3. Clear the junk at the office and be more meticulous, maybe try to rope in che. Caddie as mentor. He’s the only one i got. The other has already quit me a long time ago *gulps*
4. Confirm a maybe for ‘methods of ifhtar’ this 28th. The chance for qiamullail shines bright and WISH my will to be brave and make it a reality *amin* aiming for at least the last days to home-lasting-run. Bent on intent to lead to purification. Mind, body & soul.
5. R-a-t-I-o-n *muahahahahaah* and of course Rationalise and ultimately determined execution. done flawlessly undertaken faithfully till end *kapish*
6. Repeat all of the above and not rest till no. 2 is fulfilled as closest as I can will it to be.

....but the rest just might have a go at being first achieved ;)

Orh!! i couldn't forget too!!!!!!!!!!!

7. Must. MUST at all costs respect boundaries of lelabikasos. Plot summary sumer da tahu tinggal hari sexecutionnnnyer sahajer. PRAY I get it off in mirthful pain just like the feel of a good quick swipe of sticky bandaid. adventure beckons as yours look set to full sail ahead so is my mast stiff; ready for the onslaught of stormy skies ahead to my kismet :D

End of post.

But before I go, I need to ask you something. Personally I have gay/lesbian friends and I respect them for and as the individuals they are. Yet, I do not agree with the idea of a gay culture with rights. For a simple reason IF gay values are upheld, how are we to pro-create? Seriously, if everyone decides to go GAY, then are you suggesting we evolve to be hermaphrodite? Just like snails???? so what does that make me? your enemy??

So I have been confused before and YOU said it yourself. you are CONFUSED so yeah I hope you snap out of it and even when you don’t at least I have made my peace with you over minor contentions in beliefs. I could condone the deplorable only because I am too prone to such fall from grace but do let me get a grip on mine without upsetting you. i wasn't and will not force anyone out of their own will.

What about infidelity too? When so many of us are susceptible to be devil’s advocates ourselves? I say, be true to who, what, why you are and stay sane. Life is too short to fuss over details. Yet.............

Sometimes, it’s the arduous task of being virtuous that keeps our desires in check *batok* self censorship is needed I guess to be able to keep incognito amongst the so many self-righteous *puke* using the time to prepare on change. With an assertive yet gentle approach another might be charmed into sharing the same beliefs that I do. anywho, wasn't it you who proposed the ideas?

we can't know who is to say who is neither right nor wrong. The voice of interpretation comes from sincerity and should not be condemning. So? As the merry-go-round of recent muck in my head MUST end...I am truly sorry if I don’t BLINDLY jump-up-in agLEEment with your stand; know that trust comes in time. I’ve withdrawn from foolish my-say-last words combats as those flames take long to heal. Instead you’d find me exclusively silent.

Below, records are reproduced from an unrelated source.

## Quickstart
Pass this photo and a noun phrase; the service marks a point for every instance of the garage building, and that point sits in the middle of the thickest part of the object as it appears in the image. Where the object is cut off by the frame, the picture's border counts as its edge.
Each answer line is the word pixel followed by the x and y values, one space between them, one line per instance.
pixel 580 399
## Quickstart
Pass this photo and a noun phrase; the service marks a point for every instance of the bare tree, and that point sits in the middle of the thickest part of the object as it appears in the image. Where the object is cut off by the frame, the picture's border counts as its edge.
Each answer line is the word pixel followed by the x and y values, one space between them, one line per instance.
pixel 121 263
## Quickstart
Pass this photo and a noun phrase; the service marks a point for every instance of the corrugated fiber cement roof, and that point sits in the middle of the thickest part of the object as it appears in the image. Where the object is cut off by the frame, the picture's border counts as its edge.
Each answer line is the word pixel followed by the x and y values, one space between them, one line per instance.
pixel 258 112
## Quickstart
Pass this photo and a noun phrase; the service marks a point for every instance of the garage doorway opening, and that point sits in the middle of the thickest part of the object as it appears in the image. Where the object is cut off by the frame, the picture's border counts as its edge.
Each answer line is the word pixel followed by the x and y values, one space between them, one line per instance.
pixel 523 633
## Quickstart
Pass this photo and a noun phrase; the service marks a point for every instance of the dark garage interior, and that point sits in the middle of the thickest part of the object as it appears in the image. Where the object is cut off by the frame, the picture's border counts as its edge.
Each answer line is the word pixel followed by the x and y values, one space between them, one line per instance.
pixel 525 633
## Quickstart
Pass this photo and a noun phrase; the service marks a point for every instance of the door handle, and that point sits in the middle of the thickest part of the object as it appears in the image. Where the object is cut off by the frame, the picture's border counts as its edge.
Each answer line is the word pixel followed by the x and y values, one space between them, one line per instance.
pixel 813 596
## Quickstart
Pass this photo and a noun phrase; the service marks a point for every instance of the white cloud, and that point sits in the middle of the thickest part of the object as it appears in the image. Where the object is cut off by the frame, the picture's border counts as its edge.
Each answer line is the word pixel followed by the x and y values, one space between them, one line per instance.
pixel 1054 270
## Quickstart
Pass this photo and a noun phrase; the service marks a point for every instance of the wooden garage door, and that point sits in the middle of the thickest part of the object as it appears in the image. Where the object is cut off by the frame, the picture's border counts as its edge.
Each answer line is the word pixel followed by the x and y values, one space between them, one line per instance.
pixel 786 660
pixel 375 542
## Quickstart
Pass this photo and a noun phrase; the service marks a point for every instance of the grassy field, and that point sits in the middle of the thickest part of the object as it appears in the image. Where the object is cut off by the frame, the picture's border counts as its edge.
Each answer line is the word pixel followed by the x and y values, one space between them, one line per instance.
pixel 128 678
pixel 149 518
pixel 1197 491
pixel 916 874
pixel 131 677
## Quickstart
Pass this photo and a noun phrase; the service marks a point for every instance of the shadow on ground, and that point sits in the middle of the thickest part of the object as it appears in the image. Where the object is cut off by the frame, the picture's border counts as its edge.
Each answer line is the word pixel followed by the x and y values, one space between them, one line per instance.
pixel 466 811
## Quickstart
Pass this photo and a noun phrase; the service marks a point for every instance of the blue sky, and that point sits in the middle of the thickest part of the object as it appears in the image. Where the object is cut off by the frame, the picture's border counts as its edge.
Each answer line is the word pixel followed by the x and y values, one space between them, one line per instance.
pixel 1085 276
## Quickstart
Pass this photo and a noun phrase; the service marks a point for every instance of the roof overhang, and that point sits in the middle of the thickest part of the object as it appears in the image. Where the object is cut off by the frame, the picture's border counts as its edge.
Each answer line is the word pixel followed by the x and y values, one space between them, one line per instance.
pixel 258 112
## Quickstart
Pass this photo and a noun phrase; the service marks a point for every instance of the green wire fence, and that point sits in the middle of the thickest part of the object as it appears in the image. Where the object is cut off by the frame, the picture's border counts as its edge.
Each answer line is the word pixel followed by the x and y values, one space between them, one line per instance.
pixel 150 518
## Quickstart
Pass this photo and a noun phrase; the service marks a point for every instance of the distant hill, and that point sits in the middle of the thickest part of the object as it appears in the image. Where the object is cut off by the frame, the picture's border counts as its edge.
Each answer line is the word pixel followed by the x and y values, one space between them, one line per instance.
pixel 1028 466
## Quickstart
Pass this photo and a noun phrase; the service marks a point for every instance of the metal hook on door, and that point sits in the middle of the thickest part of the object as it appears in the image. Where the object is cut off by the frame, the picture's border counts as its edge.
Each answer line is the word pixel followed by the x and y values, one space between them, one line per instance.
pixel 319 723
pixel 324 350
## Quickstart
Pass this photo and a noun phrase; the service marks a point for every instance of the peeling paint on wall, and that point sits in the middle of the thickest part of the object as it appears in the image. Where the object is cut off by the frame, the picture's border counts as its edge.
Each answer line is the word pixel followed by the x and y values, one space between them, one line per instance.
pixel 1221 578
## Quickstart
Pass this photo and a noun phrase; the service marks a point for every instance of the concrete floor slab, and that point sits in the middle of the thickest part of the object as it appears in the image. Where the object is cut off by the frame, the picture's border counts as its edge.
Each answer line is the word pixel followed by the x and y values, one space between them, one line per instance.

My worst fear far from always being misunderstood is the truth that I cannot stay to be an island *ugh* ALONE??!! So my offering of quiet understanding should be a fair exchange in times of mutual harmony kan kan kan? For didn’t I mention....I will the intention to have future with you.

*kenoneng*

Stay sane,
j.amyemeelea

Ps: small word after all moments is to know minahkumari el sitikus is engaged to che. matdonna!!!!!!!!!!!!!!!!!!!!!!!!! *GASPPPPPPPPP* and that m/m okachongs are cousins to im and erna *lololol* otey..now tido.

2 comments:

T.A. Chance said...

Interesting. I admire your enthusiasm.

www.alittlerisk.blogspot.com

The Self Center said...

hey t.a, thanks for dropping by. enthusiastic hurrays...are usually short lived. really they are reminders..reminders...remindnersssssssss.